Composite Electrospun Fibers Containing Optimized B- and Cu-Doped Bioactive Glass Sol-Gel Particles for Potential Soft Tissue Engineering Applications

Electrospinning (ES) is largely used to produce polymeric nano- and microfibers for various applications, including the biomedical fields. ES enables the production of biomimetic fibrous composite scaffolds that resemble the morphology of the extracellular matrix (ECM) of human tissues. However, literature lacks research on composite electrospun fiber tissue engineering (TE). The synergistic effect of biologically active ions with multitarget activity, in comparison to single-target approaches, is also underexplored. In this work, composite fibers based on poly(epsilon-caprolactone) (PCL) incorporating spherical sol-gel B- and Cu-doped bioactive glass (BG) particles, with potential use in soft TE, are fabricated and characterized with scanning electron microscopy, energy-dispersive X-ray spectroscopy, Fourier-transform infrared spectroscopy, contact angle measurements, acellular bioactivity, and mechanical and preliminary cell tests.
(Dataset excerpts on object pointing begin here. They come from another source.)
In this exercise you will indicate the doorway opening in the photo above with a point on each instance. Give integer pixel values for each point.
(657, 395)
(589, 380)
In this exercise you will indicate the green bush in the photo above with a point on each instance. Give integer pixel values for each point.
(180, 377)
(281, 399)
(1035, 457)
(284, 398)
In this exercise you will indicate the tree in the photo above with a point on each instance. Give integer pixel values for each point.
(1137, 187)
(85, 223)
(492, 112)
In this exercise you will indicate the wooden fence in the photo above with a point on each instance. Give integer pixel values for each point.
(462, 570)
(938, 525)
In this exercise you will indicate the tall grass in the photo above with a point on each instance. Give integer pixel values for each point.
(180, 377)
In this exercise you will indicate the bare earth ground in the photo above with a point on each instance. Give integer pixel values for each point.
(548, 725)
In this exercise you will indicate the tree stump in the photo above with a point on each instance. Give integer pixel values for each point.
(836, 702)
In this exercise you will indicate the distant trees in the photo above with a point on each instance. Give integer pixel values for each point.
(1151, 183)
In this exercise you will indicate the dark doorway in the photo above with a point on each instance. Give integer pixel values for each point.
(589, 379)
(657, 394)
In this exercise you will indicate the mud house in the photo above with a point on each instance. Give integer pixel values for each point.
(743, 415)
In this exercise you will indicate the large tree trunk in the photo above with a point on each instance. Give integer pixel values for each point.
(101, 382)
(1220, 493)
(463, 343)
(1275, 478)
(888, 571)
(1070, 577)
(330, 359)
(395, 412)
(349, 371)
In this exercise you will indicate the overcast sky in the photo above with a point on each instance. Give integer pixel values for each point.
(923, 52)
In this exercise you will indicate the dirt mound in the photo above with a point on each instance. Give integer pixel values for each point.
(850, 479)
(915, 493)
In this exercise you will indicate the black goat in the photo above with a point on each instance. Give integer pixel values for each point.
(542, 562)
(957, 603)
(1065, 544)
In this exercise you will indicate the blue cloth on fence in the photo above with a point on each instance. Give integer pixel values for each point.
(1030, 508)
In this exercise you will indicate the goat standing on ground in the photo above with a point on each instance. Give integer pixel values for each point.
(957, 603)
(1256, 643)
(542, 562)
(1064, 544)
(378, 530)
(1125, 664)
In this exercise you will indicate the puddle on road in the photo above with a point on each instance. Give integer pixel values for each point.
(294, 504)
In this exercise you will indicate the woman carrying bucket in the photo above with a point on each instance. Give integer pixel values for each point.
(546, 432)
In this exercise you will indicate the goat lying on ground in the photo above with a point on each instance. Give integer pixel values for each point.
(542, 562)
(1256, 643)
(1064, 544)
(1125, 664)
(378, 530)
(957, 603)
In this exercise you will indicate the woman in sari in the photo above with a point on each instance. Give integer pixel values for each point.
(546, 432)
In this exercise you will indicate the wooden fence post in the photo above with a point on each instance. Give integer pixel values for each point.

The composite fibers are obtained by using benign solvents for the ES. The results showed good retention of the BG particles inside the PCL matrix, leading to bioactive behavior. Preliminary in vitro cellular tests with bone marrow stromal cells confirmed the biocompatibility of these fibrous composites. The dual ion release from the bioactive fillers in the PCL matrix is expected to enhance angiogenesis, making the composites relevant for both soft and bone TE.